One of the joys (or pains, depending on your point of view) of travelling by air is the prolonged period that you’ll have without access to the internet. At the end  of the flight, that enforced ‘radio silence’ is then broken as the cabin fills with the sound of beeps and noises as passengers desperately go back on line and reconnect with…whoever they were connected with when the aircrew told them to turn their device off at take-off.

Well, it looks like those days are coming to an end. A recent newspaper article suggests that European airlines are now ‘rushing to install internet connectivity in an attempt to catch up with their US and Gulf rivals’.

It seems that, partly because of the longer time spent in the air (the average US domestic flight time is 2 hours and 4 minutes compared with an average in Western Europe of 1 hour and 46 minutes) that the US is moving more swiftly ahead in installing this technology. In fact, United Airlines claims that it offers wireless internet on 85% of its fleet.

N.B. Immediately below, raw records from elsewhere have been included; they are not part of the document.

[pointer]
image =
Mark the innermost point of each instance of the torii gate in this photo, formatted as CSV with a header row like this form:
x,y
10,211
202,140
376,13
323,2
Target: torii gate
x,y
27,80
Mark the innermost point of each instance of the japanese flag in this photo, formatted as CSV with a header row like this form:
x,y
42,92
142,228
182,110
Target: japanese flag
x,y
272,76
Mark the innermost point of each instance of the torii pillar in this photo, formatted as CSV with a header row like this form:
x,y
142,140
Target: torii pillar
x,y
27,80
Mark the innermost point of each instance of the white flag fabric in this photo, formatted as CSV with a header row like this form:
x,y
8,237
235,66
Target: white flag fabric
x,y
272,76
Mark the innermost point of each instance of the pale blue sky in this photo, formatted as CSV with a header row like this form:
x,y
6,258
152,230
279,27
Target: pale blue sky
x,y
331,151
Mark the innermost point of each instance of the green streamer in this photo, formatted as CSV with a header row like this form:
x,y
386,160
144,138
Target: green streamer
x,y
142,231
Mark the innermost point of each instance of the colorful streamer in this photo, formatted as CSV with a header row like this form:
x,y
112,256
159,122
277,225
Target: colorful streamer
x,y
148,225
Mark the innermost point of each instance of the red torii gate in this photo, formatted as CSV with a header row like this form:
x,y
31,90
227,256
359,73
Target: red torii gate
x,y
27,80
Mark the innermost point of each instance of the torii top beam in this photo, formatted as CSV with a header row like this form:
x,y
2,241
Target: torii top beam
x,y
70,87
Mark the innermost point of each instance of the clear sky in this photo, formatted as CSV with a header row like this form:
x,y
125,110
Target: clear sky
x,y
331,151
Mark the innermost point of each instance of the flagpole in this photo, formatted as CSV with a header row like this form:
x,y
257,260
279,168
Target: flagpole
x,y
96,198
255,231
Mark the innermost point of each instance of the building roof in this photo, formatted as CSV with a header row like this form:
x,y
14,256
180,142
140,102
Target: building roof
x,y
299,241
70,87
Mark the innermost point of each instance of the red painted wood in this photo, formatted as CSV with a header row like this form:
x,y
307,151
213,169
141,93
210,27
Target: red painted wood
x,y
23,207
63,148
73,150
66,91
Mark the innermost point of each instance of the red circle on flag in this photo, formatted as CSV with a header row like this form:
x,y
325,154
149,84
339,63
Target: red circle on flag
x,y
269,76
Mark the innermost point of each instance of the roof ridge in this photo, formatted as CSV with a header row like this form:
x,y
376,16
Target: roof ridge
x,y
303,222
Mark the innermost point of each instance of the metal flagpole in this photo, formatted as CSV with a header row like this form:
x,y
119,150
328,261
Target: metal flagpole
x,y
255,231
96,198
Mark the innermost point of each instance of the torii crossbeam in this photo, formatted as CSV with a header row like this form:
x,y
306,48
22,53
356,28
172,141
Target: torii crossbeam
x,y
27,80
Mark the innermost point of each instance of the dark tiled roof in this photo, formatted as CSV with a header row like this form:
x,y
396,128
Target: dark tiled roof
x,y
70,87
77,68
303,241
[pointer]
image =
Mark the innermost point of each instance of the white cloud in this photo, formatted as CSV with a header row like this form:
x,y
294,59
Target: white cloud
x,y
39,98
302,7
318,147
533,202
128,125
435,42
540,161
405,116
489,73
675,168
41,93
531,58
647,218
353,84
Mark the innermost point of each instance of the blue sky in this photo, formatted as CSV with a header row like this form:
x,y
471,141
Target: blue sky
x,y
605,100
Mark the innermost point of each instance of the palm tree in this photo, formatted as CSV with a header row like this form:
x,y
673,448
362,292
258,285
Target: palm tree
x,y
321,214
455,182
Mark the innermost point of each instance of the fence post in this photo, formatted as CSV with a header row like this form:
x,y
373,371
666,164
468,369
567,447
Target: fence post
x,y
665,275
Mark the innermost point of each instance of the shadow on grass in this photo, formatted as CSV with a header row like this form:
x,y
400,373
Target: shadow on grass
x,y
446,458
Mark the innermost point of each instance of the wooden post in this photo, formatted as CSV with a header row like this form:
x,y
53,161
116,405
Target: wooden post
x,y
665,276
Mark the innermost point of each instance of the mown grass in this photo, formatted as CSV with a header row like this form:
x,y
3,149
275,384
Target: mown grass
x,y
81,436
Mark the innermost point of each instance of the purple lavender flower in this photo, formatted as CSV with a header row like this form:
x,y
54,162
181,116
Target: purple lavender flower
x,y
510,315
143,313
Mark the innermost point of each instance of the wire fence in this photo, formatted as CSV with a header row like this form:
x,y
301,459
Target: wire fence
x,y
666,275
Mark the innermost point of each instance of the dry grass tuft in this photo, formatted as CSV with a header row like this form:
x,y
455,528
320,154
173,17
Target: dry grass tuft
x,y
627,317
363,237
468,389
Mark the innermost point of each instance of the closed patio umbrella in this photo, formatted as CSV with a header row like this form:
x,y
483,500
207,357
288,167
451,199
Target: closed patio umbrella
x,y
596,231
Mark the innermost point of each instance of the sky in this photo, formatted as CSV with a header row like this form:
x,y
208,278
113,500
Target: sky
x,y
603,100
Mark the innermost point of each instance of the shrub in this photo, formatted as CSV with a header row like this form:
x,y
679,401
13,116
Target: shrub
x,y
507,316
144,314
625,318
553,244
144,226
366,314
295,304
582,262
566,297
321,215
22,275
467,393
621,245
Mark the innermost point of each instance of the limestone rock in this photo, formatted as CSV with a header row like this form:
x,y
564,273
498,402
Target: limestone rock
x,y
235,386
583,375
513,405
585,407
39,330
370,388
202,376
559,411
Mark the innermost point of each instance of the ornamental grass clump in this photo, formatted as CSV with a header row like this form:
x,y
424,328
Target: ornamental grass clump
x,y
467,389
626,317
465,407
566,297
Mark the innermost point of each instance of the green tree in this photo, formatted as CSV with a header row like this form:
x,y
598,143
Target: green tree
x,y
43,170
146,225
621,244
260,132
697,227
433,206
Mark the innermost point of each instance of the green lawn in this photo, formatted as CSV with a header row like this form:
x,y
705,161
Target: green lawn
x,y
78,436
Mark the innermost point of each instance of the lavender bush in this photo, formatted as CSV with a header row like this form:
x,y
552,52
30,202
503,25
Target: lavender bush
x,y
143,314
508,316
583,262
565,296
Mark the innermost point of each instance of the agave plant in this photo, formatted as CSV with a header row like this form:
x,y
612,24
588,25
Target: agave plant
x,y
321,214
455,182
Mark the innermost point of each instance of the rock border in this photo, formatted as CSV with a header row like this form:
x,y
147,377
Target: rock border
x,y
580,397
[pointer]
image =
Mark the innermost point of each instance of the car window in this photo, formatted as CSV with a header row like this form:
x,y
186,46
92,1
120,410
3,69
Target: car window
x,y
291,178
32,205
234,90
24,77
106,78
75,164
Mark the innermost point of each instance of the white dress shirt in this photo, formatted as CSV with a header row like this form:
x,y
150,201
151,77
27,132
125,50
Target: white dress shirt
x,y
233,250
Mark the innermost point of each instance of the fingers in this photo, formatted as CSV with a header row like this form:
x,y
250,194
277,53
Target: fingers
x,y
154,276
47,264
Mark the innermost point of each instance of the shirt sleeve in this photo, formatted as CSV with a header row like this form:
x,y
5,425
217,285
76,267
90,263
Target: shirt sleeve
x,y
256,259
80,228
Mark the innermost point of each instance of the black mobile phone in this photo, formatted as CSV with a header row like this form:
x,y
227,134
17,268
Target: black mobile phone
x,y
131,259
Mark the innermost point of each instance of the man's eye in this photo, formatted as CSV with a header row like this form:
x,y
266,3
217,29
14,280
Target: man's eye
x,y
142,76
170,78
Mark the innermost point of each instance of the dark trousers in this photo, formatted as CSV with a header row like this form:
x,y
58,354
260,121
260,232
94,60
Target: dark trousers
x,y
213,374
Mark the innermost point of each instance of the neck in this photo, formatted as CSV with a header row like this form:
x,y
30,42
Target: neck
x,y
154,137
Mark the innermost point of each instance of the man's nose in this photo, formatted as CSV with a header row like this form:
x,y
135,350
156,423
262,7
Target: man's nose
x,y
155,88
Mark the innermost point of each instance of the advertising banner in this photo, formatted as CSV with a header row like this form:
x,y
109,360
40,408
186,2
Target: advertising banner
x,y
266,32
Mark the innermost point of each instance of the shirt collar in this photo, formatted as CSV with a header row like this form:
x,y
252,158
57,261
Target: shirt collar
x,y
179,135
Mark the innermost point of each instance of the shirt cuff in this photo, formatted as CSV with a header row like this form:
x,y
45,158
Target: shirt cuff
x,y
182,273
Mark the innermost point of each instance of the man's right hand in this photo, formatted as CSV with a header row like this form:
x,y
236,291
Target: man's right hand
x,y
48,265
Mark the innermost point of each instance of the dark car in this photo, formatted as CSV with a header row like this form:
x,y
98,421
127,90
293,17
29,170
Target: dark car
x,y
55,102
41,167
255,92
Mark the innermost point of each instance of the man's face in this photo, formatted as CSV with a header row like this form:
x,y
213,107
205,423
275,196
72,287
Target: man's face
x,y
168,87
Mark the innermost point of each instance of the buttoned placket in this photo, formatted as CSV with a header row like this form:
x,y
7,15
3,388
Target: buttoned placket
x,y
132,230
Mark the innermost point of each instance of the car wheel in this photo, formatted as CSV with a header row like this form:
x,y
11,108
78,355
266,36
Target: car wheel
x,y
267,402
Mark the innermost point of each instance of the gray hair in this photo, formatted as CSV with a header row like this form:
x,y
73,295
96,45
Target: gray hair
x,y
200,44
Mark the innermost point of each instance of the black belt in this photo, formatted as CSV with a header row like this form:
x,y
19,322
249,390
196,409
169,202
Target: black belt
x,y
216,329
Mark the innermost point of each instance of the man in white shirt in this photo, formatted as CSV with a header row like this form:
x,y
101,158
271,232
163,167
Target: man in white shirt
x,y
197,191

Mind you, the lower costs associated here may play a role too. Flying over oceans and mountain ranges means that European airlines have to install more expensive, satellite-based technology (at a cost of as much as $400,000 per aircraft!) compared with the cheaper air-to-ground network that US airlines can use. Their service, run by gogo, costs about $80,000 per plane so a significant reduction.

But where the US and Middle Eastern airlines go (fly?), the European airlines are forced to go too. Last October, Emirates decided to give a limited amount of free Wifi on its service and promptly saw a five-fold increase in usage. That’s because virtually everyone brings on board an internet-enabled device of some sort or another. Airplane manufacturer Airbus estimates that 97% of passenger board with at least one device whilst it estimates that twenty per cent board with three! (No wonder sales of books are plummeting).

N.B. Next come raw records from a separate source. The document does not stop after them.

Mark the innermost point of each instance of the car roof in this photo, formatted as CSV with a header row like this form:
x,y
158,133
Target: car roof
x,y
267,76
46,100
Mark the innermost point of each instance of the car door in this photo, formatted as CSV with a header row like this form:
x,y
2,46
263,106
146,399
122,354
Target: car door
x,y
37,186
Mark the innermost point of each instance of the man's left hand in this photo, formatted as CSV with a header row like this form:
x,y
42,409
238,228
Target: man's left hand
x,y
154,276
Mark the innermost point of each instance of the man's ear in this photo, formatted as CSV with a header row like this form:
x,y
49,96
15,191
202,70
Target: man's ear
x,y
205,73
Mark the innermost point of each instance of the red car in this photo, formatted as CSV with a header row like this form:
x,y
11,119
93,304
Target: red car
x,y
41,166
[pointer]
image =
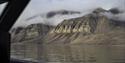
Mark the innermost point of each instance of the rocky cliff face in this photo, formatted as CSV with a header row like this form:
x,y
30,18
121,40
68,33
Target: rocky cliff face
x,y
31,32
76,29
92,38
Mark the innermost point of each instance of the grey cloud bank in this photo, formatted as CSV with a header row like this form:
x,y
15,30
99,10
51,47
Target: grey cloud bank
x,y
37,7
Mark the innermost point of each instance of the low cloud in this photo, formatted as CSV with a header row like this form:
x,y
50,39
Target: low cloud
x,y
37,7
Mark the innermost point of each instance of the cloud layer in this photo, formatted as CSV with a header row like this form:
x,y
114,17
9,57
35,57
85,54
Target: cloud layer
x,y
37,7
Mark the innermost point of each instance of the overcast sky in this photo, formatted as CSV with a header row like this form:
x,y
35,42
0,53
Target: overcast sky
x,y
42,6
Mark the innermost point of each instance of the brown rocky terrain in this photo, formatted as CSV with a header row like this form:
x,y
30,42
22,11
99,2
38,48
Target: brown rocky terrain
x,y
92,38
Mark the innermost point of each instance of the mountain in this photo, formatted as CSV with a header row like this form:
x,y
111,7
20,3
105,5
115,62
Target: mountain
x,y
76,29
30,32
93,38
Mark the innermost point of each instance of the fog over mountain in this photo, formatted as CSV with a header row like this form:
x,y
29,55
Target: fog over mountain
x,y
42,7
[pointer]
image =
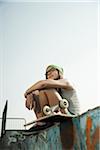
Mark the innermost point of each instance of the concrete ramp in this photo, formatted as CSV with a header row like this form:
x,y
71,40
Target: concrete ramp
x,y
78,133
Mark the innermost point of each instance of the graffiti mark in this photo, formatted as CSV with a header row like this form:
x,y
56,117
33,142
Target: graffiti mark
x,y
91,140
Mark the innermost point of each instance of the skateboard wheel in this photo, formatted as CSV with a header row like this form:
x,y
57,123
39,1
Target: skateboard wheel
x,y
64,103
47,110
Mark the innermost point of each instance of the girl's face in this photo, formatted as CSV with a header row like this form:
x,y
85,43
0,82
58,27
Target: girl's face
x,y
52,74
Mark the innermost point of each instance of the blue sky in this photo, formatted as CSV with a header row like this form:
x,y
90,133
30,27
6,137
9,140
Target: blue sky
x,y
34,35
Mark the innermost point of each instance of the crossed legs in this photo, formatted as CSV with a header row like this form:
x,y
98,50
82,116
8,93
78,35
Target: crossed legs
x,y
46,97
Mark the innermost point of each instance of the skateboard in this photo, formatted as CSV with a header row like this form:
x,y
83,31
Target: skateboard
x,y
63,104
45,123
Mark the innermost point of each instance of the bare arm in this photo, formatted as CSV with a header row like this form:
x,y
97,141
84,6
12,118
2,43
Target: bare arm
x,y
50,83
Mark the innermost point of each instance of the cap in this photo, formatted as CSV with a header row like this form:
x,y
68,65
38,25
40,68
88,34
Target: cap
x,y
55,67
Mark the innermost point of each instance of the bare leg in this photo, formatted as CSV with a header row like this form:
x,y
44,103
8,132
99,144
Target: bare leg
x,y
47,97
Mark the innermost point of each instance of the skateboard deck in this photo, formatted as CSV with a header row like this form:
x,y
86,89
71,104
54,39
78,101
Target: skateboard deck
x,y
46,122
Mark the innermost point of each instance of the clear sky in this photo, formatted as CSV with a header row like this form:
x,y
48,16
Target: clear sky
x,y
34,35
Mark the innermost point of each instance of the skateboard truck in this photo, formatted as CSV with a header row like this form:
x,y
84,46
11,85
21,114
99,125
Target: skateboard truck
x,y
63,104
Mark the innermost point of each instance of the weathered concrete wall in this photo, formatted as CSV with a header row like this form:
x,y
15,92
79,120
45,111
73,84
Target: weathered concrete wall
x,y
79,133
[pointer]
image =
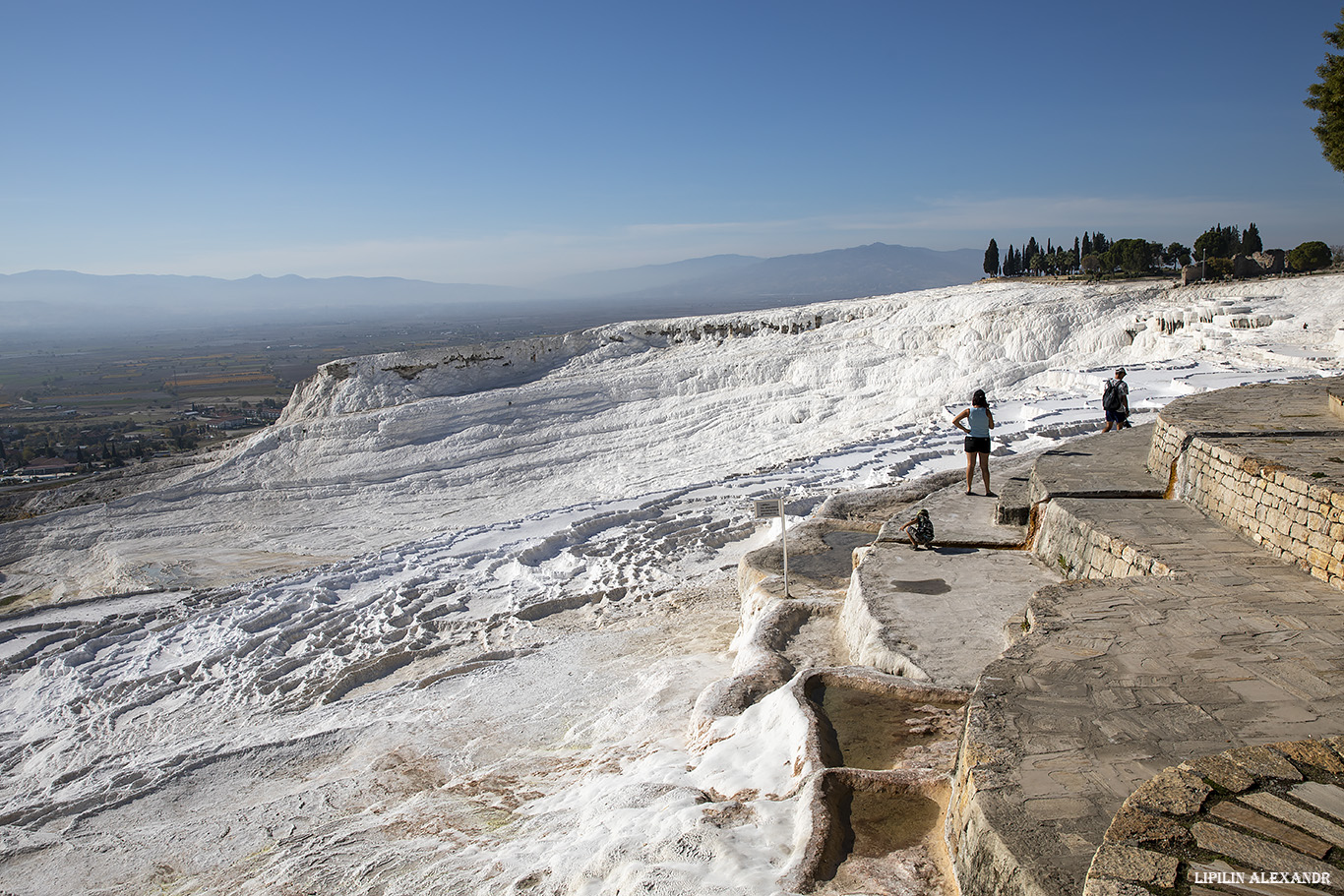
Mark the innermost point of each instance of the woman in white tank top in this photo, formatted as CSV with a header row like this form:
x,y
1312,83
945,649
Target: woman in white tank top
x,y
980,419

And it does seem perverse that passengers are being encouraged by the airlines to do everything – up to the moment they step on board – using their smart device, be it searching online for a ticket, paying for it, booking the seat or even checking in. So to then expect the same net-savvy passengers to then switch off seems a little, well, contrary.

Rising passenger expectations means that the airlines must make these investments if they are to keep up with their competitors. Norwegian and Aer Lingus are already in the vanguard here and Easy Jet has gone on record as saying that its ‘concerns were close to being solved’. (Read that as ‘the technology just got cheaper’).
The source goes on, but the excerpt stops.